Henry Selick - Details

Biography

HENRY SELICK continues to be one of the most imaginative and innovative directors working in the industry today, always charting new territory for the art of animation and fantasy filmmaking. The director made his feature debut in 1993 with the stop-motion classic The Nightmare Before Christmas for producer Tim Burton.

Besides an Academy Award nomination for Best Special Effects, Nightmare earned Selick an Annie Award from A.S.I.F.A. Hollywood for best individual directing achievement, beating out The Lion King. Selick followed this three-year-plus production with a live-action and animation combo of Roald Dahl's James and the Giant Peach released in 1996. Richard Schickel of Time magazine described the film as even better than Dahl's classic book. Peach won the top prize for best feature at the Annecy International Animation Festival in 1997.


After studying at Rutgers University, Syracuse University, and St. Martin's School of Art in London, Selick eventually enrolled at CalArts as part of the first character animation program along with John Lassiter, John Musker and Brad Bird.

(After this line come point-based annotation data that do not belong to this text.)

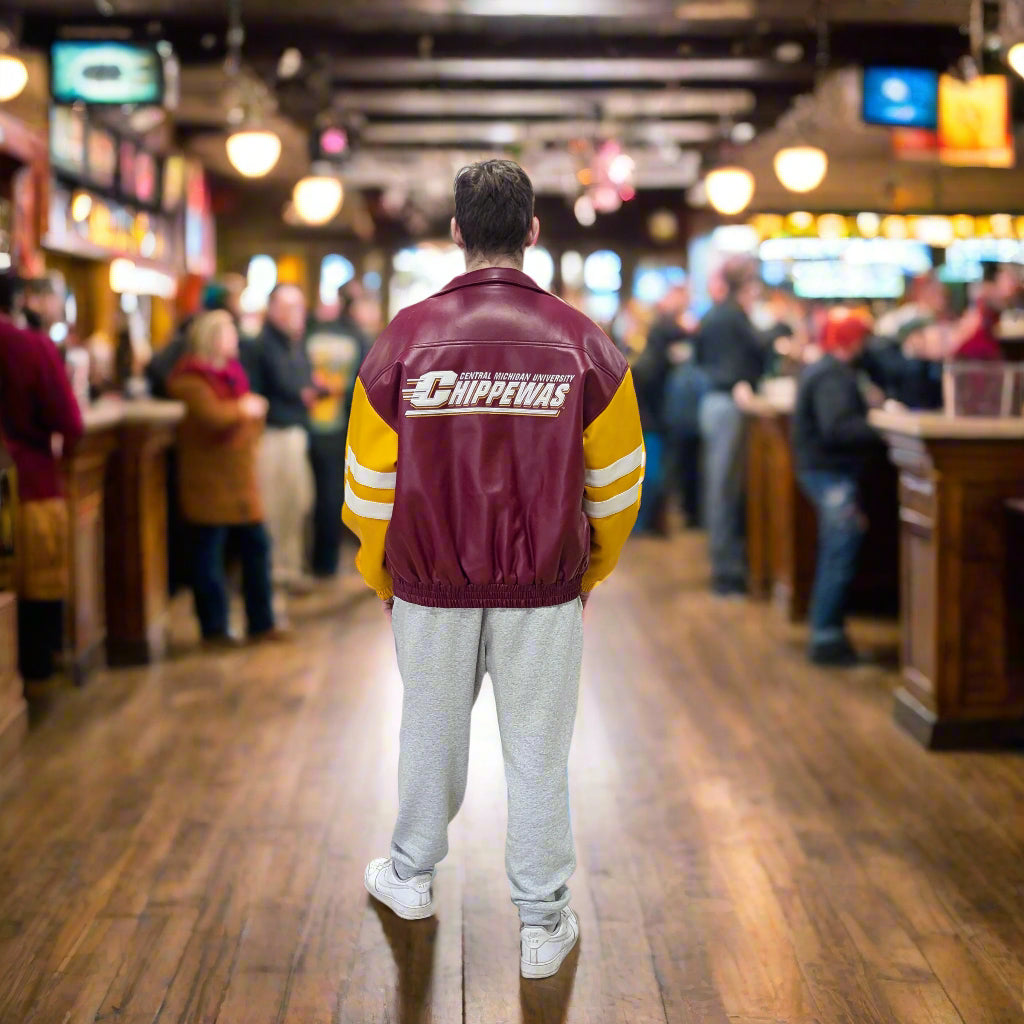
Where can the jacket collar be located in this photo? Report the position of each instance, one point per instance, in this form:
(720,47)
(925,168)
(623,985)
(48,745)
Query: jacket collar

He simultaneously studied experimental animation with Jules Engel and made two award-winning student films: Phases, a runner-up in the Student Academy Awards and Tube Tales, also nominated for a Student Academy Award.

Selick, dreaming of independent short films, graduated from CalArts and wound up as an animation trainee at Disney under Eric Larson, becoming a full animator on The Fox and the Hound under lead animator Glen Keane. While at Disney, Selick met and befriended Tim Burton and Rick Heinrichs, two very talented artists who were to be a big part of his future. Still at Disney, Selick took eight months off to work on his original short film Seepage, a multi prize-winning animated picture sponsored by the American Film Institute.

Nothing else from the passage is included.